Esperanto and the Sciences

Some things never
change. That headline
could be current.
Virgil C. Dibble was not a scientist. When he wrote a letter to the magazine The Outlook, he was probably by the a salesman for a map publisher. He was, however, a fervent support of Esperanto, and so when the first Pan-American Scientific Congress took up the question of Esperanto, Dibble was not going to let the editor of The Outlook remain in the dark on this, especially as The Outlook had written about the congress.

The Outlook was, according to Wikipedia one of the leading news and opinion magazines of its day, beaten out (perhaps) only by The Independent and The Nation (of these three, only the Nation is still around).
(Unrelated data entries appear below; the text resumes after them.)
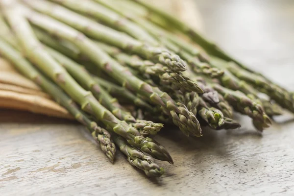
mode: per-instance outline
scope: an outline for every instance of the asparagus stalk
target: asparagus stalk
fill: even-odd
[[[222,85],[228,88],[233,90],[239,90],[247,96],[255,99],[255,102],[258,102],[263,107],[266,113],[270,116],[279,115],[282,114],[282,108],[277,104],[272,103],[265,98],[260,98],[258,97],[259,92],[247,83],[244,80],[241,80],[232,73],[228,69],[230,69],[230,65],[221,59],[217,58],[212,58],[212,62],[216,67],[221,68],[224,71],[224,75],[220,78]]]
[[[197,82],[199,86],[203,91],[203,93],[201,94],[200,96],[205,101],[213,104],[217,104],[220,102],[218,92],[207,84],[203,78],[197,76],[195,73],[193,73],[189,67],[187,67],[187,70],[184,73],[184,74],[193,81]]]
[[[110,58],[84,34],[28,8],[24,8],[23,11],[25,11],[27,18],[33,24],[74,44],[109,76],[127,88],[136,91],[141,96],[160,106],[166,114],[173,118],[173,122],[179,126],[186,135],[201,136],[201,129],[197,119],[193,114],[189,113],[185,107],[176,103],[166,93],[150,86],[133,75],[127,69]]]
[[[74,46],[71,45],[68,42],[57,40],[38,28],[33,28],[33,29],[39,40],[49,47],[76,61],[89,61],[86,56],[81,53],[79,50]]]
[[[241,75],[244,74],[245,79],[248,79],[252,84],[256,86],[258,90],[267,94],[271,98],[275,100],[281,106],[285,109],[288,109],[294,113],[294,95],[288,91],[281,86],[274,84],[270,79],[260,73],[258,73],[249,69],[240,62],[233,57],[230,56],[224,51],[218,47],[214,43],[205,39],[203,36],[200,35],[194,29],[190,28],[188,25],[182,22],[177,18],[173,17],[160,9],[149,4],[142,0],[132,0],[136,1],[138,4],[143,5],[149,12],[147,12],[150,15],[150,11],[153,12],[162,18],[165,19],[166,24],[169,26],[174,27],[184,34],[188,35],[193,40],[203,48],[208,53],[220,58],[227,61],[231,61],[235,63],[236,68],[238,68],[238,72]],[[240,69],[240,68],[242,68]],[[266,105],[270,103],[267,102]]]
[[[167,86],[172,85],[176,89],[181,89],[188,92],[198,92],[201,91],[196,83],[181,73],[170,73],[168,68],[160,64],[155,64],[150,61],[144,61],[138,56],[130,56],[123,53],[117,48],[103,43],[97,42],[97,44],[121,64],[129,66],[141,74],[148,74],[158,76]]]
[[[105,0],[96,1],[136,23],[170,49],[178,53],[184,60],[186,60],[189,65],[193,66],[193,71],[196,73],[207,74],[212,77],[219,77],[223,74],[221,70],[211,68],[207,63],[200,62],[202,60],[208,62],[207,55],[186,40],[165,31],[137,16],[130,16],[128,10],[122,9],[120,6],[121,3],[125,2]]]
[[[150,15],[152,13],[153,14],[157,15],[161,17],[162,19],[165,20],[166,24],[168,26],[172,26],[174,29],[176,29],[183,34],[188,35],[192,40],[195,42],[196,44],[200,45],[208,53],[221,58],[227,61],[233,61],[236,63],[242,65],[242,64],[238,62],[233,57],[230,56],[228,54],[225,53],[222,49],[218,47],[215,44],[211,41],[207,40],[202,35],[200,35],[195,29],[189,26],[185,23],[182,22],[180,20],[173,17],[171,14],[169,14],[166,12],[162,10],[160,8],[155,7],[155,6],[148,3],[142,0],[131,0],[131,1],[135,1],[139,4],[147,8],[149,12],[146,14]]]
[[[241,124],[237,122],[228,117],[223,117],[223,124],[217,128],[220,129],[235,129],[241,127]]]
[[[11,41],[8,37],[7,40]],[[74,102],[61,89],[52,83],[38,72],[30,63],[25,59],[22,54],[14,49],[3,41],[3,37],[0,38],[0,53],[15,66],[17,70],[26,77],[33,80],[50,94],[55,100],[64,107],[75,119],[86,126],[91,132],[92,136],[100,144],[102,150],[110,159],[114,160],[115,146],[111,140],[110,135],[105,129],[98,126],[96,122],[90,120],[87,116],[78,109]],[[18,48],[17,45],[12,46]]]
[[[270,120],[264,113],[262,106],[253,102],[241,91],[232,91],[216,83],[211,85],[222,95],[236,110],[251,118],[258,130],[262,131],[270,125]]]
[[[119,120],[128,122],[135,122],[136,120],[132,115],[122,109],[117,99],[102,88],[96,82],[83,67],[60,54],[56,50],[49,47],[45,47],[48,52],[50,54],[60,65],[62,65],[68,73],[72,75],[78,82],[90,91],[94,97],[100,103]]]
[[[93,1],[83,0],[51,0],[76,12],[91,16],[107,25],[124,32],[143,42],[153,46],[158,42],[146,31],[115,12]]]
[[[117,147],[127,157],[130,164],[144,171],[147,176],[160,177],[164,173],[163,168],[155,163],[152,157],[145,155],[138,149],[128,145],[122,137],[116,134],[113,138]]]
[[[119,97],[122,97],[130,102],[133,103],[135,105],[142,107],[149,111],[152,112],[154,111],[153,108],[151,105],[136,96],[127,89],[98,77],[93,76],[93,78],[106,91],[115,97],[116,97],[117,98]]]
[[[214,129],[221,127],[224,123],[223,114],[220,110],[209,107],[204,100],[199,98],[198,114],[209,126]]]
[[[42,0],[23,1],[33,9],[60,21],[94,39],[162,63],[175,72],[186,70],[185,62],[178,55],[171,53],[165,49],[142,43],[57,4]]]
[[[131,145],[156,158],[172,163],[164,147],[151,138],[144,138],[137,129],[117,119],[46,52],[23,15],[24,10],[21,9],[19,4],[9,0],[3,0],[0,3],[2,11],[13,27],[25,56],[78,102],[82,109],[93,114],[111,130],[126,138]]]
[[[215,107],[220,110],[225,117],[232,119],[233,108],[221,95],[218,94],[218,97],[220,102],[215,104]]]
[[[53,49],[47,47],[47,49],[48,52],[61,65],[62,65],[69,74],[74,77],[80,84],[82,84],[84,86],[86,86],[87,88],[92,92],[94,97],[99,100],[102,105],[110,110],[119,120],[131,123],[134,127],[139,131],[143,136],[146,137],[150,134],[156,135],[163,127],[163,125],[161,123],[135,119],[130,113],[122,108],[116,98],[111,97],[100,87],[98,83],[92,78],[81,65]]]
Dibble’s piece was not one of their bits of news and essays, but instead was in a section (at the back of the issue) under the heading of “Public Opinion,” appearing on the fourth and final full page of that section in the June 12, 1909 issue. It’s a letter to the editor. The only letter after that is on how English place and family names retain spellings that are no longer indicative of their pronunciation. After that it’s advertisements, with a charming advertisement for Porosknit summer underwear two pages later (a dollar for a summer-weight union suit). (Lest you think it’s all about forgotten products, the bottom of the page after Dibble’s letter contains advertisement for Lea & Perrins Worcestershire sauce and Borden’s evaporated milk).